Viceroy of Martaban
- Reign: 26 May 1581 – 3 May 1584
- Predecessor: Minye Nandameit
- Successor: Unnamed
- Born: 8 April 1561 Tuesday, 9th waning of Tagu 923 ME Pegu (Bago) Toungoo Empire
- Died: c. May 1584
- House: Toungoo
- Father: Bayinnaung
- Mother: Yaza Dewi
- Religion: Theravada Buddhism

= Thiri Thudhamma Yaza of Martaban =

Thiri Thudhamma Yaza (သီရိ သုဓမ္မ ရာဇာ, /my/, Sīrisudhammarājā; 8 April 1561 – c. May 1584) was viceroy of Martaban (Mottama) from 1581 to 1584. He was the younger brother of King Nawrahta Minsaw of Lan Na and Princess Yaza Datu Kalaya.

==Brief==
The future viceroy was born Thinga Dathta (သင်္ဃာ ဒတ္ထ, /my/) to Queen Yaza Dewi and King Bayinnaung of Toungoo Dynasty on 8 April 1561 at the Kanbawzathadi Palace. The youngest of the king's six children by his three principal queens grew up at the palace. He had his royal hair-knotting ceremony on 20 October 1577.

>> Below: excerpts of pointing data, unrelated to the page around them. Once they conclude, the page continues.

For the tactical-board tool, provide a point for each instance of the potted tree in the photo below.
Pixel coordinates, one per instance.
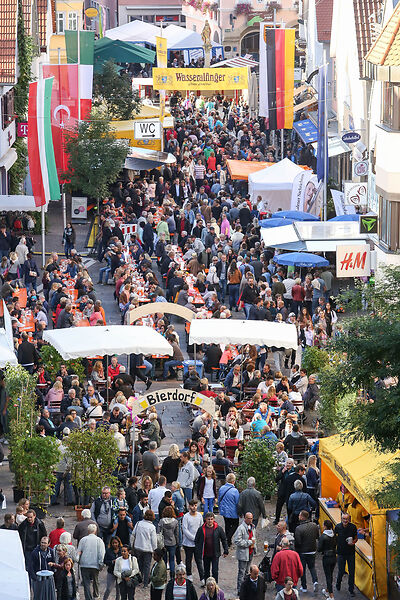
(22, 411)
(39, 459)
(93, 458)
(258, 461)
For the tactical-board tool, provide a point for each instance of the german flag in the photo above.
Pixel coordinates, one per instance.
(277, 80)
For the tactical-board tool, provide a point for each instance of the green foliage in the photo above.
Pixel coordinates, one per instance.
(113, 92)
(258, 462)
(314, 359)
(95, 156)
(40, 457)
(93, 458)
(18, 170)
(52, 361)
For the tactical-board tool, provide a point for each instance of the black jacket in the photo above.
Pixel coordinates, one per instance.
(191, 593)
(306, 535)
(219, 538)
(39, 530)
(249, 592)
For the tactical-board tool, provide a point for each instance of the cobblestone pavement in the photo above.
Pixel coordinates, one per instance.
(176, 423)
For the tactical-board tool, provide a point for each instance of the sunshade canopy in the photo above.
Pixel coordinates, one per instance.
(241, 169)
(233, 331)
(13, 575)
(353, 217)
(120, 51)
(76, 342)
(301, 259)
(135, 31)
(296, 215)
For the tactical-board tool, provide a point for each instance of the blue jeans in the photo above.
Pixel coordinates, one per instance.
(168, 364)
(208, 505)
(171, 559)
(233, 290)
(104, 271)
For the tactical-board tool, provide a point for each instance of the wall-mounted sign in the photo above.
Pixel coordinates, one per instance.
(355, 194)
(360, 169)
(351, 137)
(369, 224)
(353, 261)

He commanded a regiment in the 1579–80 campaign to Lan Xang under the overall commander-in-chief Nanda. The 22,000-strong army saw no action there.

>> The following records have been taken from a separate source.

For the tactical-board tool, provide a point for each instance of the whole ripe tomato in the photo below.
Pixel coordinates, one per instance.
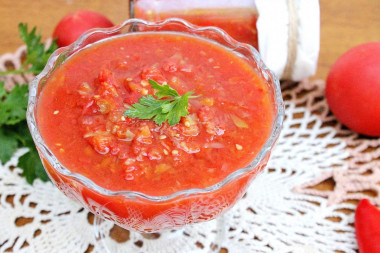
(75, 24)
(353, 89)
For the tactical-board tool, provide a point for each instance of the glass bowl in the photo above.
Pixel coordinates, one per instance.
(135, 210)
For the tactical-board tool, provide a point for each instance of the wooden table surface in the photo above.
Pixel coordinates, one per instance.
(344, 24)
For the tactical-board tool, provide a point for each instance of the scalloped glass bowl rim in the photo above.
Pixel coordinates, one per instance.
(48, 155)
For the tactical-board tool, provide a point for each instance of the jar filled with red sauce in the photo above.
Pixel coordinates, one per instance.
(237, 18)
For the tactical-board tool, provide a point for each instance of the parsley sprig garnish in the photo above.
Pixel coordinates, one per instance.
(167, 106)
(14, 132)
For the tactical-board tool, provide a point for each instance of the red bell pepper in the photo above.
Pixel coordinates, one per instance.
(367, 226)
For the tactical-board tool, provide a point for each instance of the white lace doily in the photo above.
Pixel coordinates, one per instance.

He was appointed viceroy of Martaban (Mottama) with the style of Thiri Thudhamma Yaza on 26 May 1581. The new viceroy was asked to co-lead, along with Minye Kyawhtin, the ongoing war with Arakan. On 28 September 1581, his army of 18,000 men, 800 horses, 60 elephants left Pegu for Arakan. (Minye Kyawhtin led an 11,000-strong army.) But neither man saw any action. The king died six weeks later, and the new king Nanda called off the invasion.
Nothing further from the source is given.